It was a scene that repeated itself last week across the area. Thunderstorms with plenty of lighting causing delays and postponements to football games.
In a typical year, lightning is the second-leading cause of storm deaths in the U.S. (Flash flooding is typically the leading cause of fatalities.)
Anyone outdoors needs to seek shelter as a storm approaches.
At Easley High School, it’s the job of head athletic trainer Jeff Harris to monitor conditions from the field.
He’s armed with his cellphone and a handheld lightning detector, and is in constant communication with the game officials to let them know what is going on.
The detector looks for electric pulses in the atmosphere that indicate cloud-to-ground lightning is nearby.
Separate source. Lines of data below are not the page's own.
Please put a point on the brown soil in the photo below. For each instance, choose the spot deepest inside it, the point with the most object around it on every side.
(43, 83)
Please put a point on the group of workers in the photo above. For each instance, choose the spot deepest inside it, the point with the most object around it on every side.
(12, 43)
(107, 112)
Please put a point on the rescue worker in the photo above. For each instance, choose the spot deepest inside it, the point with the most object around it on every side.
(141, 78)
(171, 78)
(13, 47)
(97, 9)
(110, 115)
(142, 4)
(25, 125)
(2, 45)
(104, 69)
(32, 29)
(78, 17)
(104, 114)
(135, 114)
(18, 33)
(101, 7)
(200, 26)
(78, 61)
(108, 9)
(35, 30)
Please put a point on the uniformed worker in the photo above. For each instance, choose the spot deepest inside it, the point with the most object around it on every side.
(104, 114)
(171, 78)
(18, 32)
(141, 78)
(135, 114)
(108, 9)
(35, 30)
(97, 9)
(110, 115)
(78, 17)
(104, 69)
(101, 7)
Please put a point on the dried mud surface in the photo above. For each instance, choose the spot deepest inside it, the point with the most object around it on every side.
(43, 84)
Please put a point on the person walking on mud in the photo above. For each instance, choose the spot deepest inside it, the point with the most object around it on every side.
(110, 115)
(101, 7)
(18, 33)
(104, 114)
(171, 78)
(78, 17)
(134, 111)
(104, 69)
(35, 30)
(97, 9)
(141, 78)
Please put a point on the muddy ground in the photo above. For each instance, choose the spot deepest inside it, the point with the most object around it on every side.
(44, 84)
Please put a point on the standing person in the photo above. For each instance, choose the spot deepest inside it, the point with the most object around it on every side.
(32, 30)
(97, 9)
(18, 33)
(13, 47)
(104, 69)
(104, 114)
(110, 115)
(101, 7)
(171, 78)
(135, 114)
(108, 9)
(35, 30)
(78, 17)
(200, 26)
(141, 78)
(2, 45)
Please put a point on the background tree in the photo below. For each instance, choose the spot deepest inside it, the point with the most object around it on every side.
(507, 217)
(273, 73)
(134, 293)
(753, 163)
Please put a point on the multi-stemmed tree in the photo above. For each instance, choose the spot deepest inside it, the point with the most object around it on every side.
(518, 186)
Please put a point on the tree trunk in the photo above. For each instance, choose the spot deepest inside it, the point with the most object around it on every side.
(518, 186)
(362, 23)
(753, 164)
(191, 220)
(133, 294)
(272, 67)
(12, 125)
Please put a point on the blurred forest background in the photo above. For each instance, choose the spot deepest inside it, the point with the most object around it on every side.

Detectors are highly accurate at finding lightning, but are not as accurate when calculating just how far away the lighting hit. For that, he uses a lightning app on his phone to confirm how close the lightning really is.
“If they both go off then I know it’s a confirmed strike. When you see a lighting strike come close and hear the bang right afterwards, you know that it was correct.”
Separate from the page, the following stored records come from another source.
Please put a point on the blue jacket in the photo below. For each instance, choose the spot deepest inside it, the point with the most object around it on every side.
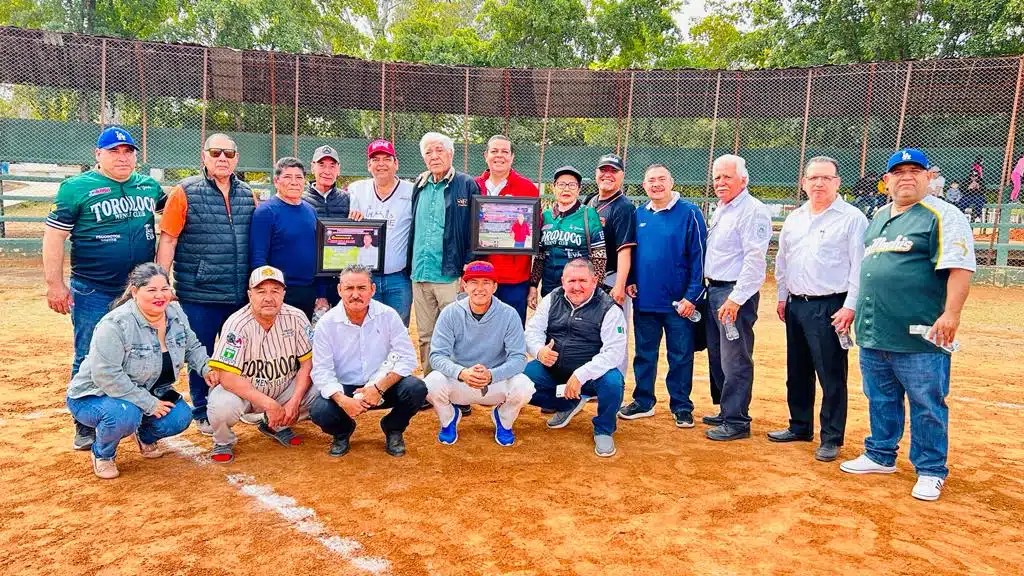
(458, 218)
(668, 262)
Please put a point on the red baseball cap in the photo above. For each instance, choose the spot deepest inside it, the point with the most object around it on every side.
(381, 146)
(479, 269)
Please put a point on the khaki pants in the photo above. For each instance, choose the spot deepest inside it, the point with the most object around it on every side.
(428, 300)
(225, 409)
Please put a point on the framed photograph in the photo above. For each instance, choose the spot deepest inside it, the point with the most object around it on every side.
(341, 242)
(506, 224)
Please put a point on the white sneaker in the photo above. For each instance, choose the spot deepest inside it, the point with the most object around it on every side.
(863, 464)
(928, 488)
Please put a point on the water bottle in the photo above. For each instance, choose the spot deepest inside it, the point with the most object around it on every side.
(693, 317)
(922, 330)
(845, 341)
(730, 329)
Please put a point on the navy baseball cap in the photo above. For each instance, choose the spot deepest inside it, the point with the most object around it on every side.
(610, 160)
(907, 156)
(115, 136)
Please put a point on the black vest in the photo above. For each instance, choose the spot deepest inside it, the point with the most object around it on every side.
(577, 333)
(211, 262)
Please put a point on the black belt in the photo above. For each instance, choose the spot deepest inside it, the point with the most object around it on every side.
(808, 298)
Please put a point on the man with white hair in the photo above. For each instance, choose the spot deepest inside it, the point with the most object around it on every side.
(734, 266)
(440, 235)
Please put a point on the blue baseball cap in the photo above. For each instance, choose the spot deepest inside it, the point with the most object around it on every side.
(115, 136)
(907, 156)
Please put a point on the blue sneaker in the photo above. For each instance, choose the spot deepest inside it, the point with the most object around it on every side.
(503, 436)
(450, 433)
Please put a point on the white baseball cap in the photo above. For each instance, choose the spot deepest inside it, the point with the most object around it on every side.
(262, 274)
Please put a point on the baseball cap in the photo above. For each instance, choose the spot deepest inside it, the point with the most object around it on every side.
(907, 156)
(326, 152)
(478, 269)
(568, 170)
(381, 146)
(115, 136)
(262, 274)
(610, 160)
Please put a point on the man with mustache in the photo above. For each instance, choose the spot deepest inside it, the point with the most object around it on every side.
(350, 343)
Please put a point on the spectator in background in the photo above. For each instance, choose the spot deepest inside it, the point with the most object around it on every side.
(204, 233)
(284, 236)
(501, 179)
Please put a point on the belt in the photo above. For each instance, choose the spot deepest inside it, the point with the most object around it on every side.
(807, 297)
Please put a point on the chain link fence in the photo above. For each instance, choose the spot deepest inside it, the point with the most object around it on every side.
(57, 90)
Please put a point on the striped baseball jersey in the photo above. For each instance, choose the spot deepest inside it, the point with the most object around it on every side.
(268, 358)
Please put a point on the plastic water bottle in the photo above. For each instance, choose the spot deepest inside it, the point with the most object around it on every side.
(845, 341)
(730, 329)
(922, 330)
(693, 317)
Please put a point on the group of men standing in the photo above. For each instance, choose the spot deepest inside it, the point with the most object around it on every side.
(233, 256)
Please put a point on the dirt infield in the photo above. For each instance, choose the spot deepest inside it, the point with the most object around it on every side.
(670, 502)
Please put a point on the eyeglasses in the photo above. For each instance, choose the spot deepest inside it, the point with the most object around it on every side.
(216, 152)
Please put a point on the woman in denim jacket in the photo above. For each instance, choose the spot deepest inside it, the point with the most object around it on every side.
(126, 383)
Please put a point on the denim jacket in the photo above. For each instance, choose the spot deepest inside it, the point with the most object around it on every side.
(125, 361)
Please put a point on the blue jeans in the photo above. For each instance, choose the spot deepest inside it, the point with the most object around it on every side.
(395, 290)
(206, 321)
(514, 295)
(647, 329)
(91, 303)
(607, 388)
(115, 418)
(924, 378)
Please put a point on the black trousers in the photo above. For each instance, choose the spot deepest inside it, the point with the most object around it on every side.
(812, 347)
(403, 399)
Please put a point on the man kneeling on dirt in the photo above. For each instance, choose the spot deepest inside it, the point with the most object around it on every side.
(364, 360)
(477, 353)
(264, 354)
(578, 336)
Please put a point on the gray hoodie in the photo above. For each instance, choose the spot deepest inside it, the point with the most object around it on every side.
(496, 340)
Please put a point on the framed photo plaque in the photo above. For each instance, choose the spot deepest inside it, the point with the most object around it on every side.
(341, 242)
(506, 224)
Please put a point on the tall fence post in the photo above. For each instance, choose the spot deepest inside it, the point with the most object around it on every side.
(902, 108)
(1003, 253)
(867, 120)
(714, 134)
(629, 119)
(544, 130)
(295, 121)
(102, 85)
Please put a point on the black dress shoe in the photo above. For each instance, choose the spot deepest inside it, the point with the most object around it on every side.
(339, 447)
(726, 433)
(787, 436)
(395, 444)
(826, 452)
(715, 420)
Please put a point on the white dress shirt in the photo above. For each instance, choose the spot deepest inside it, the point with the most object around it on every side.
(820, 254)
(612, 350)
(737, 245)
(348, 355)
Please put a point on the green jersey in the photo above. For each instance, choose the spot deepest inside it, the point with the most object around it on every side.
(111, 224)
(903, 276)
(564, 238)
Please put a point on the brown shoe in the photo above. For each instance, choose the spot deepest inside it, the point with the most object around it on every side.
(105, 469)
(148, 450)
The goal is to make sure everyone is off the field…before that lightning happens.
A goal shared by the people who monitor weather each week at stadiums across the area.
So when the sky turns gray, remember that the clouds may be holding more than just rain…there could be lightning.
Even without your own lighting detector, you can keep yourself safe with the “30/30 rule”. Get indoors if you can hear thunder within 30 seconds of seeing lighting, then stay indoors for 30 minutes after you hear the last rumble of thunder.